Even with Inf/Nan, you could use this to add fast-math flags to dominated instructions, even if you can’t find a specific constant.

For example,

%cmp = fcmp oeq %x, %y
if (%cmp) {
// %x and %y aren’t NaN here so can change
%add = fadd float %x, 1.0
// to
%add = fadd nnan float %x, 1.0
}

This does complicate things a little as it means that you may not always be able to just insert a constant in to a range. For example, this with ueq:

%cmp = fcmp oeq %x, 2.0
if (%cmp) {
// %x is 2.0 here, OR is NaN
// So this doesn’t constant fold:
%add = fadd float %x, 1.0
// but this does, because %x isn’t a NaN (imagine the front-end put the fast math flags on here, not a pass)
%add = fadd nnan float %x, 1.0
}

After writing a simple FPRange, I’ve hit a stumbling block. I don’t know what LLVM code should be extended to use it. I was initially thinking of extending LazyValueInfo, but it appears to be used for passes that don’t address the case that I need for Julia. I’m now wondering if I’m better off extending SimplifyFCmpInst to handle the few cases in question instead of trying to be more general. Here’s an example case for Julia where a trivially true domain check should be removed:

%jl_value_t = type {}

@jl_domain_exception = external global %jl_value_t*

I just want to fold the branch. Following Philip’s earlier suggestion, adding a routine CannotBeOrderedLessThanZero (that’s analogous to CannotBeNegativeZero) and making SimplifyFCmpInst use it would be enough to cover the cases of primary interest. Comments?

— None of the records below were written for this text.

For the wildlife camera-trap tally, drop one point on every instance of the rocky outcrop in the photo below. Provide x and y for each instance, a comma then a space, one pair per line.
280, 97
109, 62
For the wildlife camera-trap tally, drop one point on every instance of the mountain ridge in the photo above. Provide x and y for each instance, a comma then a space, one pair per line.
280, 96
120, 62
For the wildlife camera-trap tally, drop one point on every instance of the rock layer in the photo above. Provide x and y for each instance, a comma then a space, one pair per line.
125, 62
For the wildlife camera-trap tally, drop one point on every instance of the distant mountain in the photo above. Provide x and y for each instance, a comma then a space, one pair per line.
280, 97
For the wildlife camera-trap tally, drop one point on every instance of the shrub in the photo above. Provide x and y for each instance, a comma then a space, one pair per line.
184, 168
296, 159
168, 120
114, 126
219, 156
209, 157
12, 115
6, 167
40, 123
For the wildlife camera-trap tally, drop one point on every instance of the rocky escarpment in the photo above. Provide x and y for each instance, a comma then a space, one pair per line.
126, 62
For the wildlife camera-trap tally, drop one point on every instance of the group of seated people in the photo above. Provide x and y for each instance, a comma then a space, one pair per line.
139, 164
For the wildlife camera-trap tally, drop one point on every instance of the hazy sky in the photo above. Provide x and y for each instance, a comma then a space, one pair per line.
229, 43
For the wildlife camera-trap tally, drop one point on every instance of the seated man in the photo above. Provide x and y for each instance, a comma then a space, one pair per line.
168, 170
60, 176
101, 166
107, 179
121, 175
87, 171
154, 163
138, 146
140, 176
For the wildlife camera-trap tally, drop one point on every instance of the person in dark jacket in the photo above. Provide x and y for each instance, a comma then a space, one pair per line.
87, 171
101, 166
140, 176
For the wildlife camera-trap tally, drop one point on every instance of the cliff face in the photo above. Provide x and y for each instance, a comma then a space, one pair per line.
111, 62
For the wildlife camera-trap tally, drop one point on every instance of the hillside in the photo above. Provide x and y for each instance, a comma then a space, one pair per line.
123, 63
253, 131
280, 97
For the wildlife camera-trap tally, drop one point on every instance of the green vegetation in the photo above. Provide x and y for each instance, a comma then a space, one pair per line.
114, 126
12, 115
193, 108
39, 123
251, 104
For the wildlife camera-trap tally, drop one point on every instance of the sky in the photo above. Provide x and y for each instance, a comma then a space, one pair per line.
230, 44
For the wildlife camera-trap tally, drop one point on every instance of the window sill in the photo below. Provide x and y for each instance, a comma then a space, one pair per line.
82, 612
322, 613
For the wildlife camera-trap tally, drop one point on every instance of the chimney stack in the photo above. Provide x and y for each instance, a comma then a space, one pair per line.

Yeah, that seems reasonable to me. LazyValueInfo seems to be more about what ranges of values control flow defines. Knowing that 'fmul float %0, %0’ is >= 0 is perfectly reasonable for SimplifyFCmpInst to know.

From: "Pete Cooper" <peter_cooper@apple.com>
To: "Arch Robison" <arch.robison@intel.com>
Cc: "Philip Reames" <listmail@philipreames.com>, "Hal Finkel" <hfinkel@anl.gov>, llvmdev@cs.uiuc.edu
Sent: Tuesday, January 13, 2015 1:40:42 PM
Subject: Re: [LLVMdev] Floating-point range checks

Hi Arch

Yeah, that seems reasonable to me. LazyValueInfo seems to be more
about what ranges of values control flow defines. Knowing that 'fmul
float %0, %0’ is >= 0 is perfectly reasonable for SimplifyFCmpInst
to know.

Agreed (at least with non-nans?).

I don't want your work on an FPRange class to get lost, however, because we do need something like that generally speaking.

I'll submit my SimplifyFCmpInst improvement to llvm-commits after the tests finish running.

So it doesn't get lost, attached is what I had in mind for a basic FPRange.h . The name "FPRange" isn't really quite right since it really represents a lattice point. It's quite coarse-grain, but cheap to compute and hits on the basic properties of IEEE arithmetic. The public interface hides the coarseness, so it could be internally extended to be more precise without affecting clients.